O Hypótese de diamantes caindo do céu ganhou suporte científico ao estudo de Netuno e Urano. Experimentos simulam como o metano presente nessas atmosferas pode se transformar em carbonos cristalizados sob altas pressões. A ideia sugere chuva de diamantes nesses gigantes gasosos.
Pesquisas explicam que o metano, ao ser submetido a condições extremas, libera carbono que, com o tempo, se reorganiza em estruturas cristalinas. Inicialmente podem surgir formas de grafite, evoluindo para diamantes à medida que a pressão aumenta.
Mecanismo e evidências
Estudos de laboratório replicaram parte do ambiente nas profundas atmosferas dos planetas menores. Em 2017, Dominik Kraus liderou experiência publicada na Nature Astronomy com compressão dinâmica de amostras de poliestireno a pressões próximas de 150 gigapascais e temperaturas de cerca de 5.000 Kelvin.
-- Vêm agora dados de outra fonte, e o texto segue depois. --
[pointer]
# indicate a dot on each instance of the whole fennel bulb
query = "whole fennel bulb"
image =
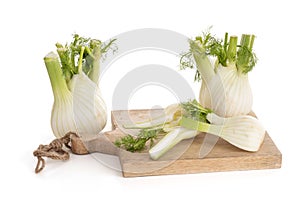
(78, 105)
(223, 67)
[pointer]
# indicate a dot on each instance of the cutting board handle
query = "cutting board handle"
(102, 143)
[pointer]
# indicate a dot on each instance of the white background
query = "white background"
(29, 30)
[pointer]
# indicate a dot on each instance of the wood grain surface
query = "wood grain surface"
(184, 157)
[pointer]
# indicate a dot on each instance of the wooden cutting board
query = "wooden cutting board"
(184, 157)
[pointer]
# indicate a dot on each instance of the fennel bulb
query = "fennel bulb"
(78, 105)
(223, 67)
(188, 119)
(243, 131)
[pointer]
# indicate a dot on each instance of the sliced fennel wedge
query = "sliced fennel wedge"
(244, 132)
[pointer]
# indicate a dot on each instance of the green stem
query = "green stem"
(201, 126)
(231, 51)
(58, 83)
(95, 73)
(80, 60)
(204, 66)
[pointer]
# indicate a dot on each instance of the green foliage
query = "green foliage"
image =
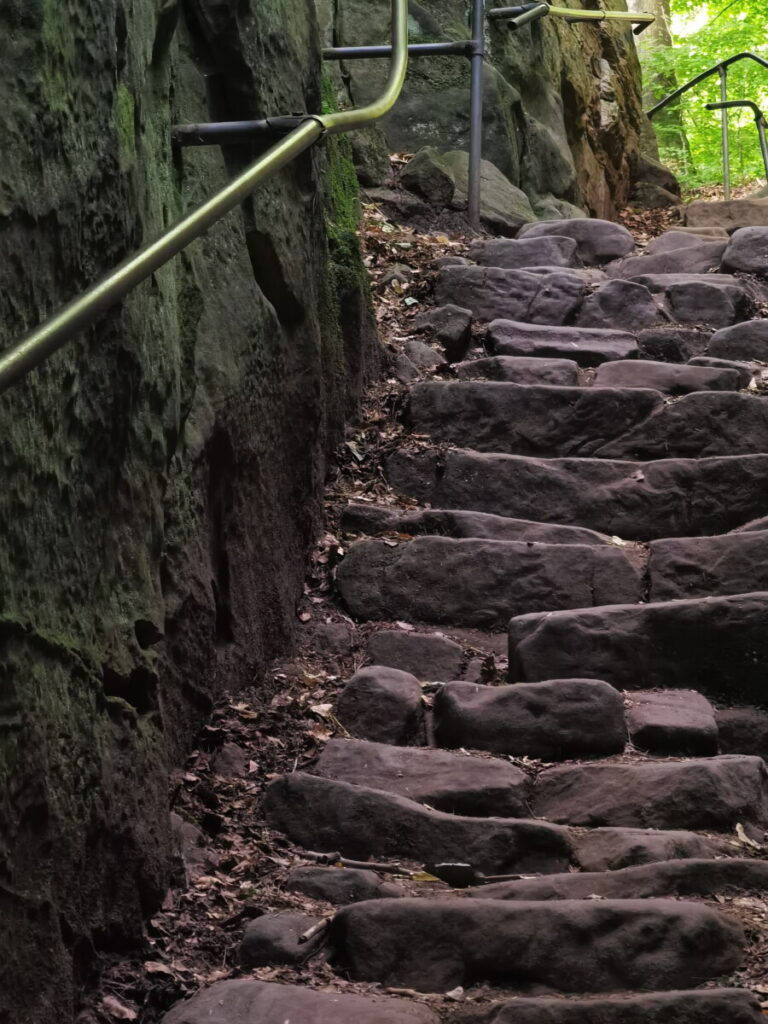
(702, 34)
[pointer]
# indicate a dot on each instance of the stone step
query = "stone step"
(611, 849)
(669, 378)
(716, 299)
(713, 1006)
(568, 946)
(520, 370)
(552, 721)
(360, 822)
(667, 878)
(456, 523)
(633, 500)
(489, 293)
(597, 241)
(697, 566)
(603, 422)
(699, 795)
(452, 782)
(717, 645)
(245, 1000)
(672, 723)
(479, 583)
(587, 346)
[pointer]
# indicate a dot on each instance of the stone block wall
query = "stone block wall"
(162, 475)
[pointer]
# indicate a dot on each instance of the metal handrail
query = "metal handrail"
(525, 13)
(720, 69)
(35, 347)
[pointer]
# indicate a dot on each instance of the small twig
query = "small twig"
(315, 929)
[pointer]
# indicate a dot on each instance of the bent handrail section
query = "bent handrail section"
(46, 339)
(717, 69)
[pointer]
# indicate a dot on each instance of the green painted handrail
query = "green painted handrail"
(42, 342)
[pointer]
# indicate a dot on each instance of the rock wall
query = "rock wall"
(563, 109)
(162, 475)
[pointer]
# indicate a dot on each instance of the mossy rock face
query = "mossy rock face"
(563, 104)
(163, 472)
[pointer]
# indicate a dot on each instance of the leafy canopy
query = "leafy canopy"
(702, 34)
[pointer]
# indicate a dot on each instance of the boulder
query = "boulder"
(717, 645)
(383, 705)
(341, 885)
(552, 721)
(673, 344)
(669, 378)
(426, 655)
(611, 849)
(492, 293)
(516, 254)
(446, 781)
(742, 369)
(245, 1001)
(452, 326)
(273, 940)
(568, 945)
(479, 583)
(742, 341)
(360, 822)
(726, 1006)
(705, 795)
(669, 878)
(493, 416)
(696, 566)
(598, 241)
(520, 370)
(587, 346)
(672, 723)
(748, 251)
(621, 305)
(639, 501)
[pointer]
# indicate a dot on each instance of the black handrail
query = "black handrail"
(715, 70)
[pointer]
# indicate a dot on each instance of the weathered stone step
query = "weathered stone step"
(669, 378)
(717, 645)
(611, 849)
(587, 346)
(696, 566)
(480, 583)
(457, 523)
(603, 422)
(632, 500)
(712, 1006)
(520, 370)
(716, 299)
(672, 722)
(245, 1000)
(455, 783)
(489, 293)
(360, 822)
(553, 721)
(568, 945)
(700, 795)
(597, 241)
(667, 878)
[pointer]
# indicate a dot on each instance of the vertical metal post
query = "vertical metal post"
(475, 113)
(763, 143)
(724, 123)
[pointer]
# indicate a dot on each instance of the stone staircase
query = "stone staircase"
(593, 482)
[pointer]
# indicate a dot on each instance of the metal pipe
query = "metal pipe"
(745, 55)
(759, 122)
(53, 333)
(723, 72)
(474, 185)
(460, 48)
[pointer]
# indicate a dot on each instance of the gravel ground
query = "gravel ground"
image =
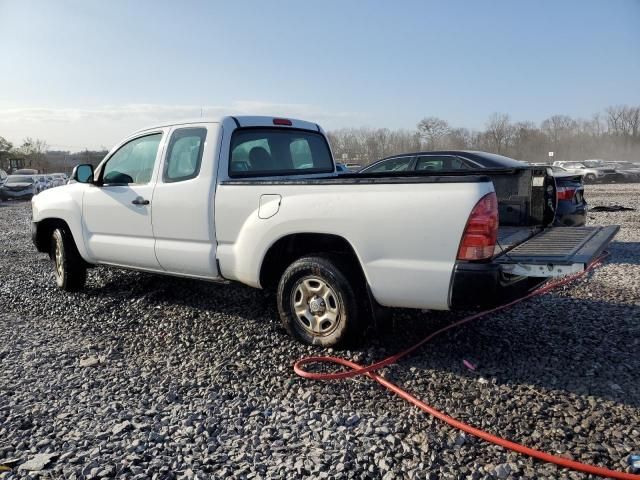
(143, 376)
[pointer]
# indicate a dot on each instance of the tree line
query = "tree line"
(611, 135)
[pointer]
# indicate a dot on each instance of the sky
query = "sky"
(85, 73)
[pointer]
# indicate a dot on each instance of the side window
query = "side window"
(259, 152)
(133, 162)
(440, 162)
(184, 154)
(392, 165)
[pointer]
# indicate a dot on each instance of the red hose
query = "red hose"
(369, 370)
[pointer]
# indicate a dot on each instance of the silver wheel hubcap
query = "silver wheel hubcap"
(58, 259)
(316, 306)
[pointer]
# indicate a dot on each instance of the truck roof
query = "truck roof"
(241, 121)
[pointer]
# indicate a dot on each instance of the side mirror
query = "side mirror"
(83, 173)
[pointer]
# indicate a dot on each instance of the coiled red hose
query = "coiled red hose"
(356, 369)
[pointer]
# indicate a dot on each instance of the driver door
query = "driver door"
(116, 211)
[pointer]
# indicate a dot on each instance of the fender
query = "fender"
(63, 203)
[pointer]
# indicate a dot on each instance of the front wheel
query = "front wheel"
(69, 267)
(317, 303)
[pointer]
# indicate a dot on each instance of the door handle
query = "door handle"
(140, 201)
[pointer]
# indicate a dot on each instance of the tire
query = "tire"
(69, 268)
(328, 308)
Os resultados mostram separação de carbono e hidrogênio sob essas condições, passo essencial para a formação de diamantes. Indicam que as condições podem favorecer a precipitação de cristais em camadas internas dos gigantes.
Implicações para a astronomia
A hipótese da chuva de diamantes ajuda a entender a estrutura interna de Urano, Netuno e possivelmente exoplanetas ricos em carbono. O estudo contribui para modelos sobre evolução térmica, transporte de calor e formação de mundos gigantes.
Caso confirmada, a descoberta reforça a ideia de que o Universo abriga processos incomuns e complexos em ambientes extremo. Diamantes, nesse cenário, deixam de ser apenas um recurso terrestre para se tornar parte de fenômenos planetários.